Ces rigolos qui se moquent de l'intérêt supérieur économique du Québec pourront continuer à rêver avec des lunettes roses.
Il est temps qu'un vrai Parti de Centre Gauche se pointe le nez !
Allez Mulcair...l'organisation est là et d'autres élections sont à prévoir bientôt !

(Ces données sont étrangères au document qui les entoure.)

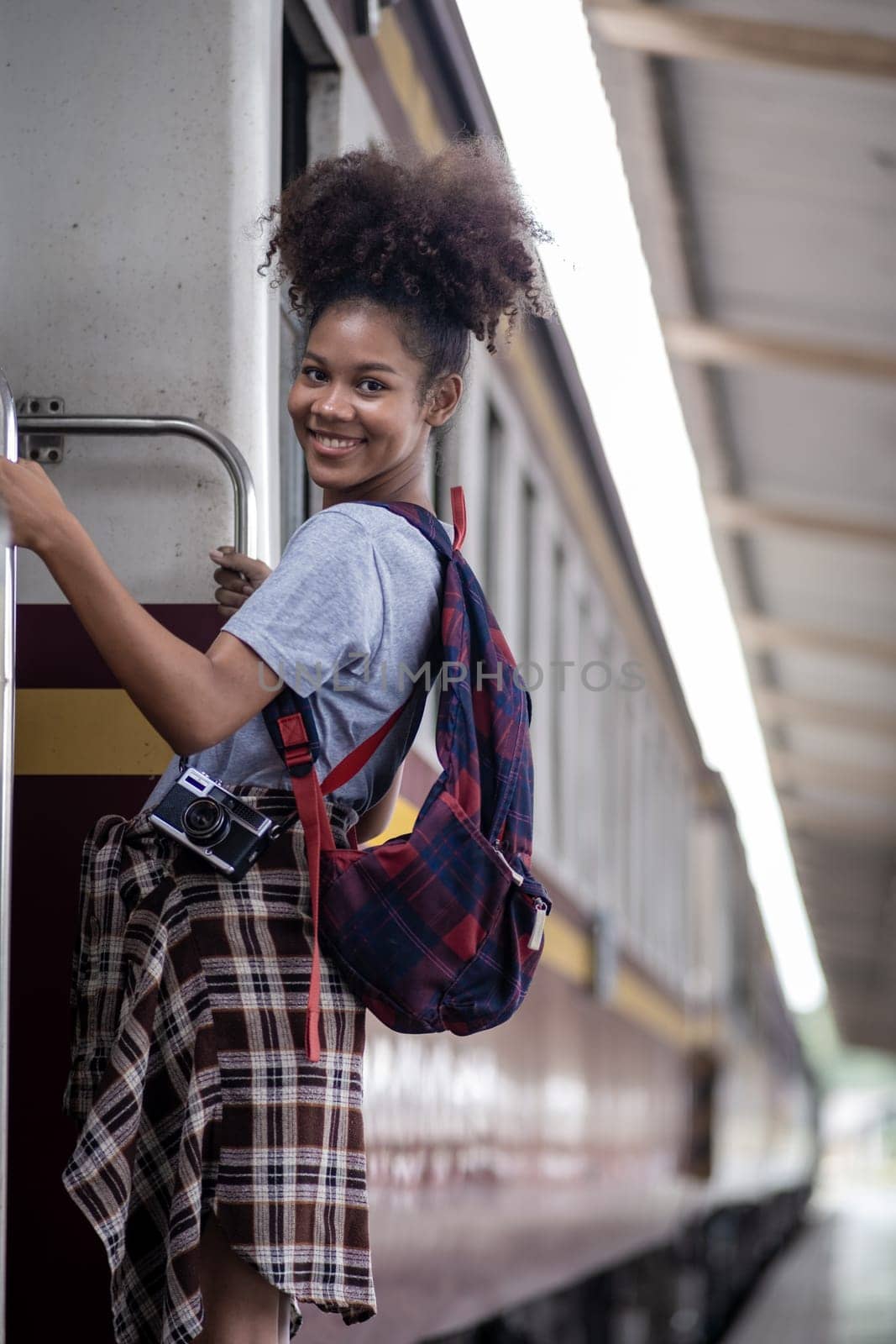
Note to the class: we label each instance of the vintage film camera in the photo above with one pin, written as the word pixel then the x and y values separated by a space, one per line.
pixel 215 824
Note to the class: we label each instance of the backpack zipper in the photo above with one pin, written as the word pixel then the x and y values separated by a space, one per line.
pixel 539 905
pixel 517 877
pixel 537 927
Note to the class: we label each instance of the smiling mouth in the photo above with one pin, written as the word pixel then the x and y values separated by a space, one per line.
pixel 333 443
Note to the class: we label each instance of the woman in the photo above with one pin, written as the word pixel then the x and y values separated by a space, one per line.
pixel 223 1171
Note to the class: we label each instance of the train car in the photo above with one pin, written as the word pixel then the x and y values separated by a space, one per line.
pixel 614 1162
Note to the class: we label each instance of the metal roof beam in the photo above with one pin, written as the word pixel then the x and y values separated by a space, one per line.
pixel 736 514
pixel 712 37
pixel 788 768
pixel 765 632
pixel 711 343
pixel 777 706
pixel 806 816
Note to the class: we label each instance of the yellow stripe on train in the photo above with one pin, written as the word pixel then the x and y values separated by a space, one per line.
pixel 66 732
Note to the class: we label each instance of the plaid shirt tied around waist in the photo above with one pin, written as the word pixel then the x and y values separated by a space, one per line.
pixel 191 1086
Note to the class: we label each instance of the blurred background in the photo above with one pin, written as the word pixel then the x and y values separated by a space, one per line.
pixel 684 490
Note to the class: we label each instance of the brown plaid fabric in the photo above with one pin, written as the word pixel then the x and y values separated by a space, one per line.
pixel 191 1086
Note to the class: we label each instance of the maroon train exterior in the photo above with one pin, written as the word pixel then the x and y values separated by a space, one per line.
pixel 640 1136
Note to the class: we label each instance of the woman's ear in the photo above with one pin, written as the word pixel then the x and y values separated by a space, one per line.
pixel 443 398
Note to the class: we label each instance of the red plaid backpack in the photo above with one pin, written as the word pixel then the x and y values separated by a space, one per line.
pixel 439 929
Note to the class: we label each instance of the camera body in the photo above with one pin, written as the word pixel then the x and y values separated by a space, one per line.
pixel 211 822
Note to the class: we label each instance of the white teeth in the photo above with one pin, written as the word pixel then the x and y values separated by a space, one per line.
pixel 335 443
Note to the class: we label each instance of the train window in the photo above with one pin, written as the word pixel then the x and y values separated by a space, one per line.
pixel 625 745
pixel 309 129
pixel 526 570
pixel 493 539
pixel 589 748
pixel 609 793
pixel 557 699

Ce sera la même chose pour le PQ. Le PLQ devra se reconstruire et se trouver un nouveau chef, après la dégelée qu'ils subiront. Ils joueront "low profile" pour un bon moment. Je pense qu'il y aura beaucoup d'absentéisme dans ce camp, lors de votes à l'Assemblée nationale... Legault aura beau vouloir actionner la trébuchette, il y réfléchira deux fois plutôt qu'une, au risque de porter l'odieux d'avoir replongé le Québec en campagne électorale dans quelques mois, chose que la population ne lui pardonnerait pas.
Il y a aussi la possibilité que les partis progressistes détiennent la balance du pouvoir. Dans ce cas, je pense que Mme Marois pourrait s'entendre assez facilement avec l'opposition, sur beaucoup de points de son programme.
Certes, le PQ perdrait un peu de son mordant, mais de là à parler de parti édenté, rien n'est moins sûr.
Comme après la cuisante défaite de Boisclair, le PQ avait le profil très bas. Sur les questions importantes qui risquaient de faire tomber le gouvernement minoritaire de Charest, un nombre suffisant de députés n'allaient pas voter. J'imagine très bien le PLQ, devenu à son tour 3e parti, faire de même.
Quant à la CAQ, ce ramassis de personnes sans expérience se tiendra bien tranquille, surtout si le chef et quelques grosses légumes ne sont pas parmi les élus.
Drainville, Lisé, Hébert. Tous de pleutres.